Most importantly, France, unlike Germany, believes in the supremacy of politics over economics. In the French political system, there is no such thing as independence from the state, its institutions and elected representatives. The German system, by contrast, is full of independent quangos, not only the Bundesbank, but also the cartel office, the banking regulator, even the public broadcasting networks. The two countries have a totally different concept of the state. This is why the French idea of an “gouvernment economique”  had no chance to be discussed seriously by the Germans even if some forms of cooperation make sense economically also from a German perspective.  

 

 

The Germans accepted monetary union reluctantly, hoping, at least during the 1980s, that it would ultimately give rise to some form of political union. As we now all know, that turned out to have been an error of judgement. The Reform Treaty has clearly strengthened the EU's political dimension, and is so useful in many respects. But even its most ardent advocates do not claim that the EU has made big leap towards political integration. How Germany could ever have hoped to find a lasting compromise with the French politically is from today’s perspective a mystery.

 

But lack of political integration is not the worst bit. The worst bit is the lack of an integrated economic policy. This is something we had reason to expect back in 1999. We have made no progress on external representation. We still send troikas to China, whose economic leadership remains unimpressed.
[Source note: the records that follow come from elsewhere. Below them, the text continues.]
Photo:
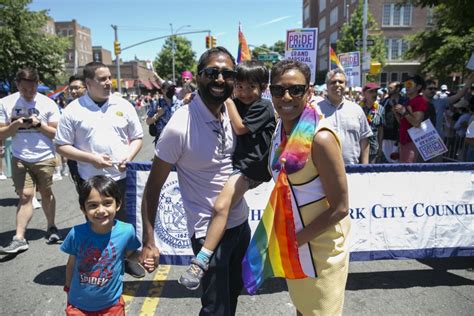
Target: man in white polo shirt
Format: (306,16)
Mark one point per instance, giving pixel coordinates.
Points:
(30,119)
(199,141)
(346,118)
(102,132)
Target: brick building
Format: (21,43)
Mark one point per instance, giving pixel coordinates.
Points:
(81,51)
(394,21)
(102,55)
And we still have Germany, France and Italy representing their national interests within the G7. The stability and growth pact, mark I, collapsed in 2003. Its successor is currently in the process of collapsing as France and Italy have unilaterally exempted themselves from the agreed annual reductions in structural deficits. And of course, we are still debating the remit of Article 111, formerly Article 109, of the European Treaties, and what it means for exchange rate policy.

 

 

Herb Stein's recently much quoted quip about lack of sustainability applies just as much to the future of a monetary union, as it does to global imbalances or financial bubbles. If France and Germany continue this way, expect politicians to emerge in either country who will begin to question the merits of continued EMU membership. We are not talking about the respective governments, but about opposition parties. There is no shortage of economic populism in either country, so this is not a totally unrealistic scenario. In fact, the euro would probably make an almost ideal target for a ruthless populist.

 

 

So if you think that Sarkozy's repeated criticism of the ECB is harmless, irrelevant or plainly good fun, be careful. On a couple of occasions, Angela Merkel has already hit back with equal force. During the July eurogroup meeting, Steinbruck told Sarkozy into his face that his fiscal policy sucks. The tone is getting much more aggressive. The technical pros and cons of an exchange rate policy seems a side issue to us. As Herb Stein would have put it, either the French would have to stop, or the Germans, or else the EMU would stop. Something has to give here.